I was not really impressed with it. So I decided to strip it for the parts. That is when I was suprised, after taking the top off the and the front of the camera. The lightmeter suddenly sprung back to live. Film advance, working but the shutter didn't open or close. Sure I could put it on auto, set the aperture but the shutter remained closed.
By now I was a bit intrigued so I decided to open it up further. Several screws fell out off the bottom. Filmadvance went wizzz and the whole camera quit on me. After some searching I found that a small lever was bent, I bent it back and the camera worked again!
Dang.... again no spareparts... I hate stripping a working camera for parts. It is just not done.
The Vilia Auto was made from 1974 to 1986 and more than 2 million were made. The lens is a Triplet 69-3 40/4mm. The lens has both distance symbols and the distance in meters. So 0.8 meters is represented by a little head figure. Unfortunatly it is not a rangefinder. The big lightmeter coil takes up all the room for that.
I'm still not impressed by the Vilia.
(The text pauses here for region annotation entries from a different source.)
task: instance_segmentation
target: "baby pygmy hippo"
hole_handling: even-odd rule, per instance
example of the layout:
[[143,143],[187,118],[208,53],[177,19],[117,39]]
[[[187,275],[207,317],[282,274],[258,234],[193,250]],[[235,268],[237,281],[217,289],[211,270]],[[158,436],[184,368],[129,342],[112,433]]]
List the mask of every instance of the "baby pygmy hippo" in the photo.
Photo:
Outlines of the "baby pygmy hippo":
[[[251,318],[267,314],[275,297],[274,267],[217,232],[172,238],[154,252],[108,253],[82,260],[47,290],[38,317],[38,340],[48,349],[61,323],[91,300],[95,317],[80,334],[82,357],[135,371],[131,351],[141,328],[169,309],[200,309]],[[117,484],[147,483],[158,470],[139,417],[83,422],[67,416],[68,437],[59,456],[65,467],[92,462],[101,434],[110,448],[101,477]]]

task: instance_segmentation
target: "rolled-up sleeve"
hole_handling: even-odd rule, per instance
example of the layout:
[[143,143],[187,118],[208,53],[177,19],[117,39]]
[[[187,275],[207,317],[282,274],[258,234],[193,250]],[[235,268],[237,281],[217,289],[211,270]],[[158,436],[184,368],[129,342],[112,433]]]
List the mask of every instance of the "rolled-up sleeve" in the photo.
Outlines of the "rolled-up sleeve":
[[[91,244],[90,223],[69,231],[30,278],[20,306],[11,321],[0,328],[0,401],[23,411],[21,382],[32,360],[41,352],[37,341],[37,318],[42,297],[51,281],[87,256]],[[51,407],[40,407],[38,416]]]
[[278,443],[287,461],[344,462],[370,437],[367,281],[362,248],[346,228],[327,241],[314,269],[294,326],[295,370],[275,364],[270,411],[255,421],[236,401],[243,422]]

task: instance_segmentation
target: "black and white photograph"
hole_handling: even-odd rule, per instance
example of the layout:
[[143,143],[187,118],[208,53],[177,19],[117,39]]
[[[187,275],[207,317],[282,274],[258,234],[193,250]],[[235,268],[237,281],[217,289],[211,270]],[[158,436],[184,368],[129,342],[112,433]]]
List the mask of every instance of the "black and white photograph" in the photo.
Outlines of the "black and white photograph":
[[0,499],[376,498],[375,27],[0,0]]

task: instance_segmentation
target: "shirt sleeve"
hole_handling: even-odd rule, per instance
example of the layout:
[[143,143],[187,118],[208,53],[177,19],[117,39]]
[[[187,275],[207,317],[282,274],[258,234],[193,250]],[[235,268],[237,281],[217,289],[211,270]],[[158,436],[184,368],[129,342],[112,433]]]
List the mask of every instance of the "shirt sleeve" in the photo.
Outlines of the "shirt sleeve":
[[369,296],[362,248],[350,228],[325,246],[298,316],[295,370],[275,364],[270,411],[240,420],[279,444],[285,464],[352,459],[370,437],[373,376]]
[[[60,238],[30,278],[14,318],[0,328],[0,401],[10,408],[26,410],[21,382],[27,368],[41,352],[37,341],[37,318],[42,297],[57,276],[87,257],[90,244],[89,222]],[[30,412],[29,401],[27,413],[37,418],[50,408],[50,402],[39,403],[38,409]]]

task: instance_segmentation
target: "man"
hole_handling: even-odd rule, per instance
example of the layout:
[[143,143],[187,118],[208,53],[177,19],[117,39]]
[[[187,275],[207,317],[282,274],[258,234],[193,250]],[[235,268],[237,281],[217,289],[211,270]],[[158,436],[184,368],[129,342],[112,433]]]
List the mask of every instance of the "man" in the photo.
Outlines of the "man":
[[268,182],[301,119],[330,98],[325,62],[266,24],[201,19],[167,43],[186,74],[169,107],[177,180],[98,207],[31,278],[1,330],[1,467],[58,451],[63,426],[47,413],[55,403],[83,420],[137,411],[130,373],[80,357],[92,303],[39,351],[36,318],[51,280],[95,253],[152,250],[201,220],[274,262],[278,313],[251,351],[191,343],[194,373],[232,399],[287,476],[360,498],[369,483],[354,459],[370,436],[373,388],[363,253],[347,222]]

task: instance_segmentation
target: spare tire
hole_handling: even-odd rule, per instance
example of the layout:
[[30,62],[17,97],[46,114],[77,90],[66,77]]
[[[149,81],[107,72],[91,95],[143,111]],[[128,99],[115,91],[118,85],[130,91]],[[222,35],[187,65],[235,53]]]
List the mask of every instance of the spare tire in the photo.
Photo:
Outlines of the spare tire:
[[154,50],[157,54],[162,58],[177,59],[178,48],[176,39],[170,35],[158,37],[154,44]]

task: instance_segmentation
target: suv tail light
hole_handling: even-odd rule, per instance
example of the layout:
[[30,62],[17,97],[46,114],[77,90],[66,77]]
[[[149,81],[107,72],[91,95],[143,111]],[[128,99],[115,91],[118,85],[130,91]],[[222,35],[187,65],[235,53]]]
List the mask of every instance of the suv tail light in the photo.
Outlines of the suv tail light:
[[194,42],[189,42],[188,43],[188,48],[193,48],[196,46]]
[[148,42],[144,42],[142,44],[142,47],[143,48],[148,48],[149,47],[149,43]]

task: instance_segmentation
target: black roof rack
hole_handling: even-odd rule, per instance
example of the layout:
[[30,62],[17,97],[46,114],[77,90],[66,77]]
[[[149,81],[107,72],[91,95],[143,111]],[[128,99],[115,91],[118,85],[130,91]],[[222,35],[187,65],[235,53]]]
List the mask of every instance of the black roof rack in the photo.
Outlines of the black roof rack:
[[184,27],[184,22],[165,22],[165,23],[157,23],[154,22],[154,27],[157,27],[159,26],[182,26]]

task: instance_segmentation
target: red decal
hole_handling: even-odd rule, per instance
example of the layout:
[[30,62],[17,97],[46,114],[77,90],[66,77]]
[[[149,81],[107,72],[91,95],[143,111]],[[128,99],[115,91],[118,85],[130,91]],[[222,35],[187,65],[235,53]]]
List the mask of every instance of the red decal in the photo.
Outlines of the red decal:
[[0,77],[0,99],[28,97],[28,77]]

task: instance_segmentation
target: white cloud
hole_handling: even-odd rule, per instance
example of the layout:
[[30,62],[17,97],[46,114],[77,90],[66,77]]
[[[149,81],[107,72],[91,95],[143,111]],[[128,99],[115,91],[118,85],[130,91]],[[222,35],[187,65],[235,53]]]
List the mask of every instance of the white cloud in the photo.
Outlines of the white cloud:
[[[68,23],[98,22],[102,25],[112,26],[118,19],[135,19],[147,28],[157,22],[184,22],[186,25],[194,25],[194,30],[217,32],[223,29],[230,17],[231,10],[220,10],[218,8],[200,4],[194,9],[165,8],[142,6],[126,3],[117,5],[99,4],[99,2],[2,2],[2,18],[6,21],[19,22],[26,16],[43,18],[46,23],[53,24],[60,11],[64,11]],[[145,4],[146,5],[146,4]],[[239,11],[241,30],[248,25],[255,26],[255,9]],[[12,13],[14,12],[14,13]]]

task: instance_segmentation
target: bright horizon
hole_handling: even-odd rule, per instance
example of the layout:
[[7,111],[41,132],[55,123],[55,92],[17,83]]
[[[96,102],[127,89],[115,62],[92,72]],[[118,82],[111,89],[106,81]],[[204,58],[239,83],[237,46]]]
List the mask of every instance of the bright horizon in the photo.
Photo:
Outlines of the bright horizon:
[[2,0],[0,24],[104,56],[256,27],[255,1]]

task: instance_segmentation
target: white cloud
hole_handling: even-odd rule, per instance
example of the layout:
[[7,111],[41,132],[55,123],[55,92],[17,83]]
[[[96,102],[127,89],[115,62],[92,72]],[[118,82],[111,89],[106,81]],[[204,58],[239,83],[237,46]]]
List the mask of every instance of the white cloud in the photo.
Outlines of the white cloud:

It is a black box of plastic. Due to the lens it is not an easy pocket camera. I never liked guessing the distance, allthough I usually get it right, I tend to forget to set it with a camera like this.
But in its defense it has a lightmeter. The meter is even seen inside the viewfinder. It can be set to auto, which is nice, you just have to worry about distance and framing your shots.
I have no idea how good the lens is, it is an all glass lens. But I have no idea how it performs. It works now but it feels cheap. It is an ordinary camera and lacks a bit of class.